The Nurses’ Health Study (NHS) began in 1976, when 121,000 U.S. female registered nurses, aged 30–55 years old, responded to a mailed questionnaire about health and lifestyle factors. Since then, follow-up questionnaires have been mailed every two years, and participation rates have remained above 90% for all questionnaire cycles. Beginning in 1995–2000, participants who were at least 70 years of age and had no history of stroke were selected for a telephone-based study of cognitive function; 93% of eligible women participated and 7% refused. Follow-up interviews were conducted twice, at two-year intervals, and participation remained above >90% during follow up (mean time span over three interviews=4.3 years). Because the first several years were largely devoted to pilot interviews, the majority of women underwent initial cognitive assessments in 1999–2000. The institutional review board of Brigham and Women’s Hospital (Boston, MA) approved this study.

Population for analysis

We obtained measurements of relative telomere length in a random sample of 239 women who were participating in the NHS cognitive sub-study. We also identified participants in the cognitive sub-study who had telomere length measured as part of previous NHS nested case-control studies of breast cancer (n=530), endometrial cancer (n=187), skin cancer (n=295), and stroke/myocardial infarction (n=841). These samples were combined, but skin cancer cases were excluded because a modest relation was found with telomere length in this cohort; no associations were found with breast and endometrial cancer, therefore we included these cases in our analyses. Although we initially excluded cases of stroke and myocardial infarction because these outcomes have been related to cognitive decline, we include them in our analytic sample here as our results were similar regardless of their inclusion or exclusion. Thus, in total, we analyzed 2,092 participants with measured telomeres in the NHS cognitive study.

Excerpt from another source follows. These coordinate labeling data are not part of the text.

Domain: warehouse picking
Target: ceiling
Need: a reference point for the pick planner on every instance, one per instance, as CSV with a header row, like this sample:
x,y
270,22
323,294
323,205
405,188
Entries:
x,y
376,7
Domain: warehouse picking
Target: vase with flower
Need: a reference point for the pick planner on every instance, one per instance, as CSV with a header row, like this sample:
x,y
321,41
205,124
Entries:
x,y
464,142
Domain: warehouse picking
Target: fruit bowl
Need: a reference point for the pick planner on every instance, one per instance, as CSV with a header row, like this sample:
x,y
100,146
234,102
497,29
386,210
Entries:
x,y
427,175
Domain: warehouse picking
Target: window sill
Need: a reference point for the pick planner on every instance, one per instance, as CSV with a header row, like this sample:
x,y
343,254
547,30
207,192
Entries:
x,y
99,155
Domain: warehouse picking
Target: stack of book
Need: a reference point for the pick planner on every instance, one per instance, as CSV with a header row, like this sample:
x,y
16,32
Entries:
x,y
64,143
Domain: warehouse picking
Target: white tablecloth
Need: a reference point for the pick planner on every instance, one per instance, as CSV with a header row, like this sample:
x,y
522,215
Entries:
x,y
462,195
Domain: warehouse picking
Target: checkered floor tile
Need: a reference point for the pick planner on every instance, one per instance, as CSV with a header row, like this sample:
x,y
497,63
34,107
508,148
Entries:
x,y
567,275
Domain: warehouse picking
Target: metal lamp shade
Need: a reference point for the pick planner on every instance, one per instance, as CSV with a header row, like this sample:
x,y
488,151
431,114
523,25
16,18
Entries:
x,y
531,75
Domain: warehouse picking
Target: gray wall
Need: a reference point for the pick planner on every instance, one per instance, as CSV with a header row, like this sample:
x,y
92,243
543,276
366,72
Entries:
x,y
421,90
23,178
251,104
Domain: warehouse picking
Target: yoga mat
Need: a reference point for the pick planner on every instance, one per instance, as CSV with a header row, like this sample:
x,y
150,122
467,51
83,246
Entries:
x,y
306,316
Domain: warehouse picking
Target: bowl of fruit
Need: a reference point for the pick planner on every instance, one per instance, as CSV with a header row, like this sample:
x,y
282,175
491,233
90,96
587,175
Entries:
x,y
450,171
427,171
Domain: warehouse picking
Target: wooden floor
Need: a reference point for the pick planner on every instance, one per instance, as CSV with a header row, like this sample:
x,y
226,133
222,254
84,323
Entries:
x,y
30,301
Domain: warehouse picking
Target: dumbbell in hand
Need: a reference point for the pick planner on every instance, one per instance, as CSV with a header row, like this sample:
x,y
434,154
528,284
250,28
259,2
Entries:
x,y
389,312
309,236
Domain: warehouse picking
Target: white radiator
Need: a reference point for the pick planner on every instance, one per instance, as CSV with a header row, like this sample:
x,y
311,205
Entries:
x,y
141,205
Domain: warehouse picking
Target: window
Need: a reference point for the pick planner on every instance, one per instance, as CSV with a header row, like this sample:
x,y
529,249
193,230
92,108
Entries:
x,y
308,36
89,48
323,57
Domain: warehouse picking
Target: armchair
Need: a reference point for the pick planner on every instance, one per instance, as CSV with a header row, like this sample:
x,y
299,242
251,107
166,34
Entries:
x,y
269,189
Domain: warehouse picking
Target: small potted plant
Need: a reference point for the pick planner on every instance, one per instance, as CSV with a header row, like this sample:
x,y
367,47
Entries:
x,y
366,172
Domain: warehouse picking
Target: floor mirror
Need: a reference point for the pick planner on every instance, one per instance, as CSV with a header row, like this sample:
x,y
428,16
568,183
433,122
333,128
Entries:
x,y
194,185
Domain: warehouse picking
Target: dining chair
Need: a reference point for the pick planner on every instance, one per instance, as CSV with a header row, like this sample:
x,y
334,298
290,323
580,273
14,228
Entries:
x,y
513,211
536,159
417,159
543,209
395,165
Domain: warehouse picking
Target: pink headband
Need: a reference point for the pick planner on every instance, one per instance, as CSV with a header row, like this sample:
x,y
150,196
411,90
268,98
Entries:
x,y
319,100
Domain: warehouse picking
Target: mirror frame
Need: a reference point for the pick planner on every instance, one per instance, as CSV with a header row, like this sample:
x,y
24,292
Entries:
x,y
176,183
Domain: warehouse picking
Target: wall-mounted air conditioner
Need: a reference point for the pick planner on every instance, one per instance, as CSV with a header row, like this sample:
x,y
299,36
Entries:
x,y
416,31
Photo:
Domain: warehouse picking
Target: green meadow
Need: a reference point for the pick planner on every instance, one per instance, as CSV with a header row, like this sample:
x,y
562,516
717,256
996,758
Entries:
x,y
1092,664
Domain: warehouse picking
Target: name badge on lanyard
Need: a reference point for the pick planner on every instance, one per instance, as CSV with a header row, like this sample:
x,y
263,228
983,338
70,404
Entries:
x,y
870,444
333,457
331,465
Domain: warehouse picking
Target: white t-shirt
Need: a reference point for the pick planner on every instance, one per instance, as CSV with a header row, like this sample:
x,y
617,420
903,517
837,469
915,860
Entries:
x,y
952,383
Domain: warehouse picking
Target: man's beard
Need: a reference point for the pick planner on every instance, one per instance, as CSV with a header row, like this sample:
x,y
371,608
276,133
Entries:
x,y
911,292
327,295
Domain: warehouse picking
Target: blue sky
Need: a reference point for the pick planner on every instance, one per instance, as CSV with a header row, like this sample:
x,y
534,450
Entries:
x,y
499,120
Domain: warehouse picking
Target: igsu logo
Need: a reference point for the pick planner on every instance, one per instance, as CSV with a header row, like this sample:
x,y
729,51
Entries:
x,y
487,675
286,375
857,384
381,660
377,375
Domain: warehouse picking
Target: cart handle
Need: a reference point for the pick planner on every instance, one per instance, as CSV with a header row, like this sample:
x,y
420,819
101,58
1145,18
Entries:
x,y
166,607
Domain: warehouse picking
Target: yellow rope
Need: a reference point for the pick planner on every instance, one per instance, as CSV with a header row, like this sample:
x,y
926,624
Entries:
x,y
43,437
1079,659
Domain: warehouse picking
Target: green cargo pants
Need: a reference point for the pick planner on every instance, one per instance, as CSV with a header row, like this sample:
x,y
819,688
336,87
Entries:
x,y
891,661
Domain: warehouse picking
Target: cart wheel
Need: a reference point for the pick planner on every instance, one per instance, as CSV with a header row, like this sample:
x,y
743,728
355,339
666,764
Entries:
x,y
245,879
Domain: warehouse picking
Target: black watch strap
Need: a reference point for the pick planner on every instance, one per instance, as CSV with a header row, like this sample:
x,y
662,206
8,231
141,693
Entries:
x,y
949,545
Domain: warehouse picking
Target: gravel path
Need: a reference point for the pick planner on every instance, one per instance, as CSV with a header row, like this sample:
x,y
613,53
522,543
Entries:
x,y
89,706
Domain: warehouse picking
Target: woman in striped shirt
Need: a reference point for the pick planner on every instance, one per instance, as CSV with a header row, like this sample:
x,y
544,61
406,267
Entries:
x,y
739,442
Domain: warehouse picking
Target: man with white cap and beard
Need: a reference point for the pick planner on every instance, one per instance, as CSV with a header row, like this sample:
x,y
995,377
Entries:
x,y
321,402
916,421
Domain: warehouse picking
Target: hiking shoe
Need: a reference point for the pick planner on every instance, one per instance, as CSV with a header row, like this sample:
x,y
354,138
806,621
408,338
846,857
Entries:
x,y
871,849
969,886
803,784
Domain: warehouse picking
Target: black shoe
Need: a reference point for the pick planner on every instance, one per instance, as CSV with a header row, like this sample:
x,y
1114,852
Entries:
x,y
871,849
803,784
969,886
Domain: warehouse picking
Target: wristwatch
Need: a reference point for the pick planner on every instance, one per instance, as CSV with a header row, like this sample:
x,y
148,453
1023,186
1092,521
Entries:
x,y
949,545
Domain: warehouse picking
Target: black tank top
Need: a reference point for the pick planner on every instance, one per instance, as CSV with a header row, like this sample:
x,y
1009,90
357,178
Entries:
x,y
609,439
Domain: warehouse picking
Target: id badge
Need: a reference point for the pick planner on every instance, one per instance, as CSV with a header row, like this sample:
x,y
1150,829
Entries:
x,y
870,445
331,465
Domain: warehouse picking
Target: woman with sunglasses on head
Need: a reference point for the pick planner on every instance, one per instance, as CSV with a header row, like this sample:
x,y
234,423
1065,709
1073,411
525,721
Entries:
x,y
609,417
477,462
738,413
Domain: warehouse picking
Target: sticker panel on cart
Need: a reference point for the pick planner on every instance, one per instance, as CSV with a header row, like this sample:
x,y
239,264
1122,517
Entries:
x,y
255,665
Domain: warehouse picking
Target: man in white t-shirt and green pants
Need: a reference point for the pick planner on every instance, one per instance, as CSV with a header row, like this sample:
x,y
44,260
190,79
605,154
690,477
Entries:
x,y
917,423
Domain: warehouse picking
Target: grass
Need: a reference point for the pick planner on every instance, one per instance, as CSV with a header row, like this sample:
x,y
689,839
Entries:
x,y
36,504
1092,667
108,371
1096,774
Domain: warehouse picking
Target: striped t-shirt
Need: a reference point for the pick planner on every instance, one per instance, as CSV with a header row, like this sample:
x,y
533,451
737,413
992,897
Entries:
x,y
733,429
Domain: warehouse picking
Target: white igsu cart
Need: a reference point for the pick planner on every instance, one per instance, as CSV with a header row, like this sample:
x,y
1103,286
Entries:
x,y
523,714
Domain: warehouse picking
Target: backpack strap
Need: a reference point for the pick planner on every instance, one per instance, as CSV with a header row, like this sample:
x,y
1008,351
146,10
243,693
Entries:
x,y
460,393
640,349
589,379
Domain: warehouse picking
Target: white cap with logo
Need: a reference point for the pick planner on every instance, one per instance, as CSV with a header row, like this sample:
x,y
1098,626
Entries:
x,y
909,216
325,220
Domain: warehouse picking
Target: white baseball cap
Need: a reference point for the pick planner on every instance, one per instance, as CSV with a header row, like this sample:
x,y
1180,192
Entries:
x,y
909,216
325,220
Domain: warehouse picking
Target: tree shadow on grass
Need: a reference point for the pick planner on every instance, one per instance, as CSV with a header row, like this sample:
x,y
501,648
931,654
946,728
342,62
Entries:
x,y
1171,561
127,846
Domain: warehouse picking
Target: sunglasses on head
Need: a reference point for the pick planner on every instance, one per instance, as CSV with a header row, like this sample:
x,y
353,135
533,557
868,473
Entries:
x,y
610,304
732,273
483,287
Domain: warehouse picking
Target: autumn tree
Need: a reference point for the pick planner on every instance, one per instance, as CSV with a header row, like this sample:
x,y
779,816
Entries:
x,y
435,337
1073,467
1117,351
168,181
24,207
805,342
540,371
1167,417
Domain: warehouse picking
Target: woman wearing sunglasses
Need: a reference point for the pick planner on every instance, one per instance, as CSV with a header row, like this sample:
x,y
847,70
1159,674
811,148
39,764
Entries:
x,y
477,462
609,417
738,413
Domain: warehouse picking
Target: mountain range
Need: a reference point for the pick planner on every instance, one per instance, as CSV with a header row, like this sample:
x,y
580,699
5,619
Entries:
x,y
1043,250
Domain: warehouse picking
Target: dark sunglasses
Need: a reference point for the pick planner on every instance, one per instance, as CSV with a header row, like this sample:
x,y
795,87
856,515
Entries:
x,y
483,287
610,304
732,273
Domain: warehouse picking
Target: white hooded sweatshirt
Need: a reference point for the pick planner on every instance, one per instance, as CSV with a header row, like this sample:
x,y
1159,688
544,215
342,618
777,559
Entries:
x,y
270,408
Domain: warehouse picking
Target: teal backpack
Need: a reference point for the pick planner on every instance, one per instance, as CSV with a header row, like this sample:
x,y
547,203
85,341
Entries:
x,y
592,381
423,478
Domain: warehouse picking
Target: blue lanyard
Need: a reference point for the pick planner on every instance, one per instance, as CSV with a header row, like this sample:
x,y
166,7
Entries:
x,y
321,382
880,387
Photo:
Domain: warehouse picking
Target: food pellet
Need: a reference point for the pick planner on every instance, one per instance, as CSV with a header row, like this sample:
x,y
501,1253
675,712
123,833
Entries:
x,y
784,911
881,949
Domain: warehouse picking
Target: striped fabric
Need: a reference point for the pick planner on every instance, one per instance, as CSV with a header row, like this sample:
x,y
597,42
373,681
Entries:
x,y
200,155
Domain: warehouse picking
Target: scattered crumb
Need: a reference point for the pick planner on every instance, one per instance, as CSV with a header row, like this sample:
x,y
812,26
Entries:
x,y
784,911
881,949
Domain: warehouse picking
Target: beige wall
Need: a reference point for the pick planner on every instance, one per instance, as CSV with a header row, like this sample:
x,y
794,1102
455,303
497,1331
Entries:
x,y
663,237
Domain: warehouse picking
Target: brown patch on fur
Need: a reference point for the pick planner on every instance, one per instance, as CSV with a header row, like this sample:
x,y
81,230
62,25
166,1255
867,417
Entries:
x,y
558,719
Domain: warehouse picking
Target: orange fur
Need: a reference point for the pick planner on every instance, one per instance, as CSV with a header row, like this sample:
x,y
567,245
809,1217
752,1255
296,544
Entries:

Assessment of relative telomere length

Using blood samples collected in 1989–1990, a quantitative polymerase chain reaction method was used to measure relative telomere length in genomic DNA extracted from peripheral blood leukocytes (PBL). The ratio of telomere repeat copy number to a single gene copy number (T/S) was assessed as previously described[16]. Each sample was analyzed in triplicate, and relative telomere length was calculated as the exponentiated T/S ratio. Coefficients of variation of the telomere and single-gene assay ranged from 0.46 to 3.02% and 0.29 to 2.07%, respectively. The coefficients of variation for the exponentiated T/S ratio of quality control samples ranged from 10–16%.

Assessment of cognitive function and decline

We administered a validated[22] cognitive battery consisting of six tests: the Telephone Interview for Cognitive Status (TICS), the East Boston Memory Test—immediate and delayed recall, category fluency, delayed recall of the TICS 10-word list, and digit-span backwards. Interviewers who administered the cognitive battery were blinded to telomere status, and participation rates were similar across all cognitive tests and remained stable over time. We focused on three primary outcomes: a global composite score that averaged together all six cognitive tests; a verbal composite score that averaged together four tests of verbal memory (a strong predictor of developing Alzheimer’s disease[12, 21, 25]) – immediate and delayed recalls of both the East Boston Memory Test and TICS 10-word list; and TICS scores, which provide a measure of general cognition. We used z-scores to create composite scores because point values for our cognitive tests are not equivalent.

Statistical analysis

Because of batch-to-batch variation in telomere lengths over time, we created z-scores specific to each study. Multivariable-adjusted, mixed linear regression with random intercepts and slopes was used to evaluate mean differences in slopes of cognitive decline per standard deviation increase in telomere length. Ninety-five percent confidence intervals were calculated. We examined models adjusted for age and education (established risk factors for cognitive decline[11]), and models that were additionally adjusted for smoking, diabetes, and a history of cardiovascular factors: high blood pressure and use of antihypertensive medications, high cholesterol and use of cholesterol-lowering medications, and myocardial infarction. Because it is unclear when potential confounders might be most influential on the relation between telomere length and cognitive decline, we considered two approaches to statistical adjustment in our models: 1) using the status of covariates at the time of blood collection, and 2) using the status of covariates at the time of initial cognitive interview. However, our results were virtually identical despite the approach, and we therefore have chosen to present results using the status of covariates at the time of blood collection. We also assessed effect modification by age (continuous in years) and smoking status (current, former, never) because oxidative stress due to age and cigarette smoking might influence the association of telomere length and cognition.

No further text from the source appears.